Note that you had the same bug in these lines of your original post:
for idx in range(length):
returnSeq = returnSeq + seq[indexes[idx]]
Here, too, you need to 'cast' the right-hand operand to operator +,
although, here, there's an obvious way to do it -- use slicing
rather than indexing:
for idx in range(length):
returnSeq = returnSeq + seq[indexes[idx]:indexes[idx]+1]
Shuffling indices does have this advantage -- no 'casting' issues,
since a slice from a sequence 'naturally' has the same type as
the sequence it's taken from.
This does not invalidate the suggestion to use += -- it still
dispatches on mutable vs immutable LHS appropriately and thus
avoids the need for doing it yourself. Following these ideas,
the recipe would be:
returnSeq = seq[0:0]
indices = range(len(seq))
random.shuffle(indices)
for anindex in indices[:length]:
returnSeq += seq[anindex:anindex+1]
> > The += augmented operator dispatches appropriately to in-place or
> > not-in-place mutation depending on LHO's mutable/immutable nature.
>
> Is that just true of +=?
No, all augmented assignment operators behave similarly. They're NOT
some silly syntax sugar for "x = x OP y": they're a precious and useful
solution for the frequent and otherwise-difficult issue of:
if is_mutable(x):
x.modify_in_place_via_OP(y)
else:
x = x OP y
where finding out is_mutable and how to modify in-place would be
extremely hard to perform yourself in the general case.

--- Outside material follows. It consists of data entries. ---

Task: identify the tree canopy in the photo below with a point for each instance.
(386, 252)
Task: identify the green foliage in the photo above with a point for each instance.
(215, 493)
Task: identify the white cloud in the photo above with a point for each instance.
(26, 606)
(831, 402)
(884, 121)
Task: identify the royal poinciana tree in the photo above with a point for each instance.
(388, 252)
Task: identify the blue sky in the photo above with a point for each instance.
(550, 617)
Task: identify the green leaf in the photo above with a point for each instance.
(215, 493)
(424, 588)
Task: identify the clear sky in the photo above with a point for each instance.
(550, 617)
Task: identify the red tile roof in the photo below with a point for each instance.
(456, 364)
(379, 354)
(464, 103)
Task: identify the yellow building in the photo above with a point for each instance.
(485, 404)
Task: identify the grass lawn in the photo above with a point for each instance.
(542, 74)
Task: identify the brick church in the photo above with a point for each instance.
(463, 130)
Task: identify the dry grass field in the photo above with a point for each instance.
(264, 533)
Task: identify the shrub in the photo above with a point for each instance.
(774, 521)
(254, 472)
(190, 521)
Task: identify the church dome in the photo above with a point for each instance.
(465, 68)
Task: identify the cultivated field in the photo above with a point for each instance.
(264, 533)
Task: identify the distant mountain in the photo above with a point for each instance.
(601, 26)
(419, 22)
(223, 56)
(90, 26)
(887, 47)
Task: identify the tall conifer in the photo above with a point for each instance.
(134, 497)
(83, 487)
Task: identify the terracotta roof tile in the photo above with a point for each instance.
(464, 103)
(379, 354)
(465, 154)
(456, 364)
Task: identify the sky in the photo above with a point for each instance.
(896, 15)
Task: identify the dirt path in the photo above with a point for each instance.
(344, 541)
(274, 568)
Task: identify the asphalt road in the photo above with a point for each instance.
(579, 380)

> That is, if returnSeq is a list then, I can say
> returnSeq = returnSeq + item
No, returnSeq = returnSeq + [item], as above.
> OR
> returnSeq.append( item )
Yes, you can say this.
> OR
> returnSeq += item
Yes, you can say this too.
> You're saying that the last one is roughly equivalent to the second one
and
> not the first? Or are they all three equivalent?
They're not equivalent: when returnSeq is a list, thus mutable, += mutates
it (so the id(returnSeq) doesn't change), as would returnSeq.append, while
the first idea generates a new object and rebinds name returnSeq to the
new object (so the id(returnSeq) does change).
Performance apart, this only makes a difference when you have some other
references to the list object to which name returnSeq is bound, of course.
> the-last-time-I-used-python-there-wasn't-a-+=-ly,
You're in for a treat -- all the changes since 1.5.2 (the last version
to lack +=, I believe) are very useful and practical, as well as neat.
(Well, excepting print>>blah,"we didn't need THAT one" of course:-).